Das ist für mich schon etwas zu kryptisch...

Vielleicht hat jemand von euch eine Idee?

Beste Grüße und danke nochmal für die Antwort,
SKiD.

*//Edit:*
Ich habe mich glaube ich vertan. Die erste Funktion ist der Monoid für "Iteratee i". Dort wird eben die Konstante "return" definiert, die Done zurückgibt. Ansonsten der Bindung-Operator >>= mit den Fällen von "s" mit "Done o" für die Rückgabe von "o" an "it1" und dem Fall "Next g" für den Aufruf (rc . g). Ich kann es leider nicht so gut erklären... 
Was das jetzt allerdings mit dem Functor alles zu tun hat, weiß ich leider nicht. Dort wird ein f and fmap übergeben und eine Lambda-Funktion aufgerufen, die wiederrum "Next" und "Done" als Fall enthält für "s". Was ich da nicht ganz verstehe ist, was "rc" genau ist. Ich weiß, dass das ein Parameter ist, aber kann mir darunter speziell nichts vorstellen. Genauso bei "o".


----------



## deepthroat (13. Juli 2012)

Hi.





Skid hat gesagt.:


> Ist das soweit richtig?


Ja.


Skid hat gesagt.:


> Zwei Anliegen habe ich noch: Es gibt noch zwei weitere Funktionen aus der Wiki. Eine die zwei Iteratoren sequentiell nacheinander (siehe Funktion 1) schaltet und eine, die zwei Iteratees parallel laufen lässt (siehe Funktion 2).
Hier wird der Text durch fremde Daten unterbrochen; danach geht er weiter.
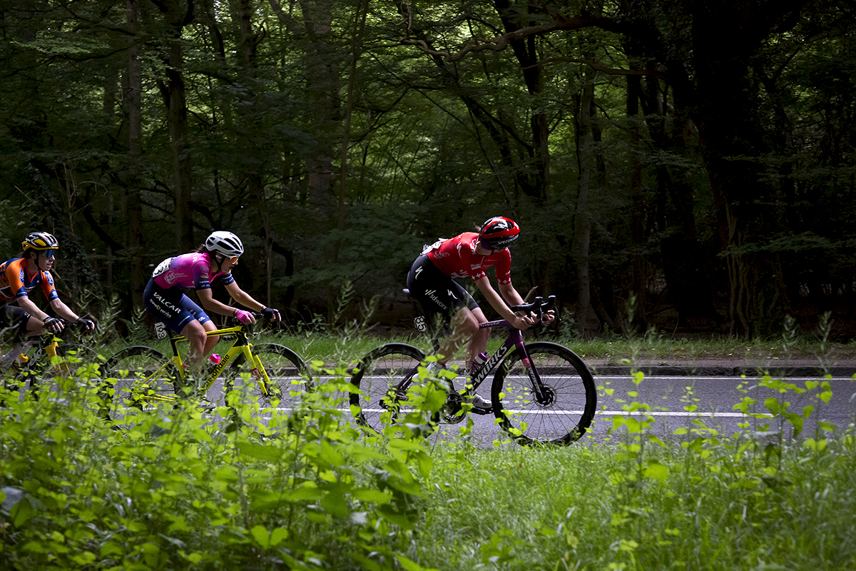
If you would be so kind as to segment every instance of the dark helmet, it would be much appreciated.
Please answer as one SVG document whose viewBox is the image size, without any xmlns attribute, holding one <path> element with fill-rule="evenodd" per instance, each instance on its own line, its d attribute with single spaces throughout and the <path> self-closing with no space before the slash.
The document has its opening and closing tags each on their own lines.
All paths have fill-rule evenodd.
<svg viewBox="0 0 856 571">
<path fill-rule="evenodd" d="M 241 238 L 223 230 L 211 232 L 205 240 L 205 247 L 209 252 L 222 253 L 226 258 L 235 258 L 244 253 L 244 245 Z"/>
<path fill-rule="evenodd" d="M 497 216 L 487 220 L 479 231 L 479 241 L 488 250 L 501 250 L 520 235 L 520 227 L 511 218 Z"/>
<path fill-rule="evenodd" d="M 47 232 L 31 232 L 21 242 L 21 247 L 24 252 L 27 250 L 56 250 L 59 247 L 59 242 L 54 238 L 52 234 Z"/>
</svg>

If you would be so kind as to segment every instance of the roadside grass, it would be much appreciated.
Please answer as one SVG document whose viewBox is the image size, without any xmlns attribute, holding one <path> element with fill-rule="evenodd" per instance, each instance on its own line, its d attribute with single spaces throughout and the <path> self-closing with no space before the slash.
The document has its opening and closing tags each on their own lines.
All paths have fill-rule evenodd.
<svg viewBox="0 0 856 571">
<path fill-rule="evenodd" d="M 597 419 L 606 437 L 484 449 L 363 435 L 337 395 L 377 339 L 346 354 L 342 339 L 299 337 L 305 358 L 336 364 L 333 380 L 264 423 L 250 401 L 212 413 L 191 400 L 129 402 L 105 423 L 94 367 L 38 400 L 0 390 L 0 567 L 856 568 L 853 423 L 806 435 L 814 409 L 788 406 L 793 392 L 853 398 L 825 379 L 758 378 L 778 396 L 735 403 L 735 434 L 698 417 L 665 438 L 651 407 L 628 401 Z"/>
</svg>

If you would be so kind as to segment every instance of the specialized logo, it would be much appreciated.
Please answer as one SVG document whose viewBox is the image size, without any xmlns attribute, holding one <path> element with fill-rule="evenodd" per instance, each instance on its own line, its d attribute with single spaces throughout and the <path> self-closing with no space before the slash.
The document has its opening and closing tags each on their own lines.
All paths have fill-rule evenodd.
<svg viewBox="0 0 856 571">
<path fill-rule="evenodd" d="M 436 303 L 437 306 L 439 306 L 440 309 L 443 309 L 443 310 L 449 309 L 449 306 L 447 306 L 443 301 L 441 301 L 440 298 L 437 297 L 437 290 L 436 289 L 429 289 L 429 290 L 427 290 L 425 292 L 425 295 L 428 296 L 429 300 L 431 300 L 431 301 L 433 301 L 434 303 Z"/>
<path fill-rule="evenodd" d="M 158 301 L 160 301 L 161 304 L 164 307 L 166 307 L 167 309 L 170 309 L 170 310 L 172 310 L 174 312 L 181 312 L 181 311 L 178 307 L 176 307 L 175 306 L 174 306 L 170 301 L 169 301 L 168 300 L 166 300 L 163 295 L 161 295 L 160 294 L 158 294 L 158 292 L 155 292 L 155 294 L 152 297 L 154 297 L 156 300 L 158 300 Z"/>
</svg>

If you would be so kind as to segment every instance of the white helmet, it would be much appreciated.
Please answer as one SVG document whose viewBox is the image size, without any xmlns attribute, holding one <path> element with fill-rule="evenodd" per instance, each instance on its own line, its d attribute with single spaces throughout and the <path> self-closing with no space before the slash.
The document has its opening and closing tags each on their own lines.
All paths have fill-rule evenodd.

Dabei handelt es sich nicht um Funktionen, sondern um zwei Instanziierungen der Typklasse Monad und der Typklasse Functor in Bezug auf den Typ "Iteratee input".

Ein Iteratee ist also ein Functor, da für diesen Typ eine Funktion fmap (laut der Typklasse) definiert ist.

Ein Iteratee ist auch eine Monad, da für diesen Typ die Funktion return und der Sequenzoperator definiert ist.

Siehe z.B. http://www.haskell.org/tutorial/classes.html


Skid hat gesagt.:


> Was ich da nicht ganz verstehe ist, was "rc" genau ist. Ich weiß, dass das ein Parameter ist, aber kann mir darunter speziell nichts vorstellen.


Dazu müßtest du die fix Funktion etwas näher betrachten. "rc" ist im Grunde die Rekursions-Fall-Unterscheidung (recursion-case).

Und 'o' ist doch nur der Wert aus dem Pattern match. Oder welches 'o' meinst du?

Gruß


----------



## Skid (13. Juli 2012)

deepthroat hat gesagt.:


> Dabei handelt es sich nicht um Funktionen, sondern um zwei Instanziierungen der Typklasse Monad und der Typklasse Functor in Bezug auf den Typ "Iteratee input".



Okay, ich glaube ich muss mir das mit dem Monad und Functor nochmal genauer anschauen. Ich verstehe das zwar, z.B. auch was in "Learn You A Haskell" steht, aber wenn ich dann einen Codeschnippsel vor mir habe, setzt es irgendwie aus. Danke ich werde mir deinen Link und die Kapitel aus dem genannten Buch nochmal zur Gemüte führen!



deepthroat hat gesagt.:


> Dazu müßtest du die fix Funktion etwas näher betrachten. "rc" ist im Grunde die Rekursions-Fall-Unterscheidung (recursion-case).
> 
> Und 'o' ist doch nur der Wert aus dem Pattern match. Oder welches 'o' meinst du?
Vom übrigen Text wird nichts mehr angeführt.